If you look at the Unity section of the GDC 2015 analysis, where they discussed multi-threading shadow maps, it gives you a general idea of what the problems were. Instructions were often serialized onto a single main thread (core 0), leaving the other CPU cores to do little. Parallel uses multiple elements to solve a problem simultaneously. So with the Shadow Map example, the main thread tells the other threads “hey, we need this done” (splitting the work between them), and then the data is ‘synced’ at the end when all threads have finished… in other words, once all of the threads have finished their work, the application can compile all the results and send that off to the GPU to draw.
“Right now the ONLY 3D engine I’m aware of that has a fully asynchronous scheduler is Nitrous (and hence, why Oxide/Stardock have been getting so much attention in recent months in the graphics scene). This means we fill the GPU from all CPU cores simultaneously,” says Brad. He does indicate that Unity, Unreal, Cryengine and Frostbite engines are all coming along with this stuff however, so it’s only a matter of time.
For the PC, Wardell points out that “Ashes of the Singularity” (a new title from StarDock, his studio) has received a 70 percent boost in performance on rendering the same scene. The big news here though is there’s still backwards compatibility with DX11 – what that means according to Wardell is they’re losing performance because of this. He’s pretty convinced that if they’d have designed the project from the ground up with only DX12 in mind, their performance would have been higher. While we’re unaware of the exact system spects, they’re running a R9 200 series GPU and an Intel I7-5960X (which handles up to 12 threads).

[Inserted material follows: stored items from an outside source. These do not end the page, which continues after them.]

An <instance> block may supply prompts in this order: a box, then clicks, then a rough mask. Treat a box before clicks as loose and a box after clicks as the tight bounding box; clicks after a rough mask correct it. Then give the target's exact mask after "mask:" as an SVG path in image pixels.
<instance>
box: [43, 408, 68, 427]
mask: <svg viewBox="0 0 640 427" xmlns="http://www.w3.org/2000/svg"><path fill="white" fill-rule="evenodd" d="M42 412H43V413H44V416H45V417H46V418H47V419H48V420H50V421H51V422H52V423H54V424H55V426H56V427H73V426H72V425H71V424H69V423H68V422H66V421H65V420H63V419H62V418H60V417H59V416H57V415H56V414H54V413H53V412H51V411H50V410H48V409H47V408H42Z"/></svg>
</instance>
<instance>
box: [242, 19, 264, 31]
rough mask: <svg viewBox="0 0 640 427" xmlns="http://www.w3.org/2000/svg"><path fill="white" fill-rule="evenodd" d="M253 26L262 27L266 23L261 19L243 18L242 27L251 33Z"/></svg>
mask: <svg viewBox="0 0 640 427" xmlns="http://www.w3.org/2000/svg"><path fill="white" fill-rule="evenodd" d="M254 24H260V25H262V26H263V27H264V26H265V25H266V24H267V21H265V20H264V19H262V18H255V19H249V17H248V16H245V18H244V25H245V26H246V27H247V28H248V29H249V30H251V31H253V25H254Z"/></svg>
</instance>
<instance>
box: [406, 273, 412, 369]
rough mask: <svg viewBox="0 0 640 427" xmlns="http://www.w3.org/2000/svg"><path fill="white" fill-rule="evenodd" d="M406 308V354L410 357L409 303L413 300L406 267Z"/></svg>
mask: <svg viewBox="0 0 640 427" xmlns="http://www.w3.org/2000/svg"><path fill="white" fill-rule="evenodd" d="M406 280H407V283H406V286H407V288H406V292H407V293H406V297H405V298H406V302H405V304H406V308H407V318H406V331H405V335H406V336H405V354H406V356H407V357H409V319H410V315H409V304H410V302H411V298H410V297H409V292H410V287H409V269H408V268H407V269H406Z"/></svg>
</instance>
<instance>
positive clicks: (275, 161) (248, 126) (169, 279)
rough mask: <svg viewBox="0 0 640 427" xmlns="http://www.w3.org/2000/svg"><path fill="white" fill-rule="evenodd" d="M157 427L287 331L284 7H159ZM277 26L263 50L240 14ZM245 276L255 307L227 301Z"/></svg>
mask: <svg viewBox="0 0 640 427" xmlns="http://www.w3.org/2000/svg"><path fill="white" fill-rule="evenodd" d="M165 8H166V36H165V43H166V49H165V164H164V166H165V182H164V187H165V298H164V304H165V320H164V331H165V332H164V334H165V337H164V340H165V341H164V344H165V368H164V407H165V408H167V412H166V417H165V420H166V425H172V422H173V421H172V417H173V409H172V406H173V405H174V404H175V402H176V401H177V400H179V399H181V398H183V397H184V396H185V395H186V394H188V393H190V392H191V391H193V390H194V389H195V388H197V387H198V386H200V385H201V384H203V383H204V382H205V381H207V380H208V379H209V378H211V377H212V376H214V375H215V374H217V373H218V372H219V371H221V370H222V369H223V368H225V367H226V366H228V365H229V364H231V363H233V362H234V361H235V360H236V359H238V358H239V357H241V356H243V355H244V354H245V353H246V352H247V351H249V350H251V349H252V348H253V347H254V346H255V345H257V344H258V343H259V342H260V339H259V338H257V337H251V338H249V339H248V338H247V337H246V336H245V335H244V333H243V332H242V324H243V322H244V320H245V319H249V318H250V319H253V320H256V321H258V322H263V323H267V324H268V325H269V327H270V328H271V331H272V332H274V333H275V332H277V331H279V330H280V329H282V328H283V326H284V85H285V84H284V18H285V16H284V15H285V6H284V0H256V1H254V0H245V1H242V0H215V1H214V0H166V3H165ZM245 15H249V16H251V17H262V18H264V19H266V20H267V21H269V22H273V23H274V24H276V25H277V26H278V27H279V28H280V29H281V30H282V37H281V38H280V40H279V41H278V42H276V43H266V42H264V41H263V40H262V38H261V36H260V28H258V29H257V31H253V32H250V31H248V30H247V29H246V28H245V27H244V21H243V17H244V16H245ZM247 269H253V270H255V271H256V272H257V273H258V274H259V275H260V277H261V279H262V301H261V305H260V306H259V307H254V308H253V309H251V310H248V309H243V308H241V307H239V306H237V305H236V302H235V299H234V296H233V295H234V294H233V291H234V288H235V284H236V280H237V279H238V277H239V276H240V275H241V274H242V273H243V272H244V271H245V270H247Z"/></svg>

All of this is still rather early, and as I’d mentioned in yesterday’s GDC DX12 early analysis video, a lot of documentation is still to come out to the public. Once it is, we’ll have a much better understanding how the Xbox One will benefit… but it’ll likely take a year or two before developers engines really catch on to being multi threaded.
Covering old ground, it’s important to remember this isn’t going to give the Xbox One’s GPU specs a ‘boost’ the hardware still puts out 1.3TFLOPS of performance, thanks to the 768 shaders. It also still has fewer ROPS and TMU’s than the PS4. But what Microsoft can do is get more out of what they have in the system – and that’s the key point here.
Ironically, the PS4 will possibly benefit a little from all of this too – Wardell has confirmed the PS4’s API is already very low level. The API, (GNM) does also have a higher level cousin API, known as GNMX (which we’ve known for some time). We’ll delve more into the PS4’s API and how Vulkan will interact with it in the next few days, but for now it’s best to tackle one thing at a time. The PS4 will possibly benefit because multi platform developers (EA, Ubisoft and so on) will likely be more willing to invest in time to optimize engines which are multi thread orientated for rendering. We know that the Order 1886 uses multi core command buffer generation for example… so the impact of DX12 and other API changes will possibly be interesting to be felt on the PS4.
Still, it’s very positive news for both PC gaming and the Xbox One… which is good for everyone involved.